Monday, September 13, 2010

Writer's block!!!

So I haven't written anything in the past year. I have not looked at my computer for that past year. It really frightens me. I can't seem to bring myself to write anything. It's literally painful to bring myself to sit down and write. I know that I will not die if I write a word. Yet, it feels like there is a physical presence that has placed their strong hands on my shoulder and is holding me down in a lake, so that I can't get up. I am drowning.

I know this is irrational, I know. I still can't get over the feeling, irrational or not.

I am currently listening to a rewrite teleconference, hoping that it will help me get back into the swing of things again.

So, shall I try again, I will be attempting to break through my writer's block and hopefully come out with a new or rewritten script.

Wish me luck.

1 comment:

Jerry M. said...

I've been breaking writer's block for nearly 20 years in a one-time consultation for people ranging from full-time professional writers, including one who's had ten books in a row on the New York Times bestseller list, and another who is a Pulitzer prize winner, to part-time writers, graduate students, and aspirant writers.

I identify six major forms of block (these also apply to other creative artists as well as writers, such as composers, photographers, and painters -- but not to actors -- and, actually, can apply to great numbers of people for great numbers of projects or undertakings). They are:

1. Paralysis

2. Avoidance behavior

3. Last-minute crisis writing

4. Inability to finish

5. Inability to select from among projects

6. Block specific (able to work on other material).

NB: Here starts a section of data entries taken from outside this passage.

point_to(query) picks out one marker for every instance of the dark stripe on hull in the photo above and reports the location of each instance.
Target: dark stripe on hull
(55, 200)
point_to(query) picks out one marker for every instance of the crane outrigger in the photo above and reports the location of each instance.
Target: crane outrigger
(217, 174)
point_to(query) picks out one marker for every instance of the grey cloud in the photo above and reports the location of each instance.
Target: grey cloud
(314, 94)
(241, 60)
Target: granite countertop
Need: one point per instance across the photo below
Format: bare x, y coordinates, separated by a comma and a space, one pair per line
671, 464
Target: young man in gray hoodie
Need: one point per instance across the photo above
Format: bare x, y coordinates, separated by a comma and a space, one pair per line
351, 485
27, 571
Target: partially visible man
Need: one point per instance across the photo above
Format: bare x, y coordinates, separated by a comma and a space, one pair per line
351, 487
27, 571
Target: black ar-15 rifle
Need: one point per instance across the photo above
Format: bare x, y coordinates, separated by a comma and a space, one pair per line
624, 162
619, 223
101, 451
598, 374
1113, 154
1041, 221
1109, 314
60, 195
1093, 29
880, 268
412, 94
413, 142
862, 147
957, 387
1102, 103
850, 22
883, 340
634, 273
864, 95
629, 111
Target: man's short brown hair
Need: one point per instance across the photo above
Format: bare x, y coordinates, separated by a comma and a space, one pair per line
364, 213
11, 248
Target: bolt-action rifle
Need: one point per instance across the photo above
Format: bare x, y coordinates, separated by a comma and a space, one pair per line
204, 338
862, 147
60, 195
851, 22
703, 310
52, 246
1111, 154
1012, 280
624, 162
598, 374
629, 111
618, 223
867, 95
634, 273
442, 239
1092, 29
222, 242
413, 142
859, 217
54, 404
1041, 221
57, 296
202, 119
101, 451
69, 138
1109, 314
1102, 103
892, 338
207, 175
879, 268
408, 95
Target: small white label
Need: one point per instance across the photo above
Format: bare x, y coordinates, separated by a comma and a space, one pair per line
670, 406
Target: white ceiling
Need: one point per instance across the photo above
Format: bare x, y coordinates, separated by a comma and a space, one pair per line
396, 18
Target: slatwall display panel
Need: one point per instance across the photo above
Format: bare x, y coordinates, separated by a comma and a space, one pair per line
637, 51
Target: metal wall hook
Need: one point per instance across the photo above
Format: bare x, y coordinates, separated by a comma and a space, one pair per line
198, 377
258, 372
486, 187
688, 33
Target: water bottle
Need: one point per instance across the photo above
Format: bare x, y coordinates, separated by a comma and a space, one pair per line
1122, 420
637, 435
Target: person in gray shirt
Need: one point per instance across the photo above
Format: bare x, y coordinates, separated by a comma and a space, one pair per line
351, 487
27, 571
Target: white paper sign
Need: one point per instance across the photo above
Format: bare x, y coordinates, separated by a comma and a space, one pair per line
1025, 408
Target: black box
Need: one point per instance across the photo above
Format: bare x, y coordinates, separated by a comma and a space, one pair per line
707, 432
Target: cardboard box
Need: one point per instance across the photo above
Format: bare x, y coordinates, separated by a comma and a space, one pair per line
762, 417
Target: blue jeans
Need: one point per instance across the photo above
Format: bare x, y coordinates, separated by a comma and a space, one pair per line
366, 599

I can't summarize a five-hour session filled with concept and technique here, but here, without going into detail about them or discussing the many subtle ways they can play out, are what I call "The Three Big Killers" in block:

1. Perfectionism -- which is a form of all-or-nothing thinking, triumph or catastrophe, with nothing possible in between.

2. Fear -- which is a product of the first and second Big Killers, but which can be identified as a separate entity. All fear in writer's block, regardless of where it starts, can be boiled down to the simple statement: "That I can't do it." And what is the "it" that I can't do? The simple act of putting words on paper. Period. Nothing more. Nothing less. The simple act of putting words on paper. No more magical an act than painting a board or throwing a board. (Find an equivalent analog for whatever task or project *you* have in mind or are facing.

3. The Baggage Train -- these are all the things we wish to *accomplish* with our writing, such as I want to be rich, I want to be admired, I want to make them laugh and cry, I want to save the whales, I want to bring peace to the middle-east, etc., but which are not the *act* of writing itself. The problem arises because, while it looks like I'm trying to write, and I *think* I'm trying to write, I'm not: I'm trying to get rich, save the whales, get my ex-wife and all my ex-lovers to say 'Boy, I really should have stayed with him. Look how sensitive and insightful he is,' etc. The key is to disconnect the baggage train from the locomotive, which is writing, which is the simple act of putting words on paper, so that thing get out of the station.

Any single one of these Killers operating in you with sufficient strength, and you'll be blocked ; any two present at the same time, and you don't have a chance.

I hope that is of some help. I wish you the best with this problem. (Incidentally, I am not invulnerable to block myself. In fact, I have a *huge* potential case of it. The difference is, I know what to do about it. Actually, I break writer's block several times a day for myself. If I didn't, I would be paralyzed.)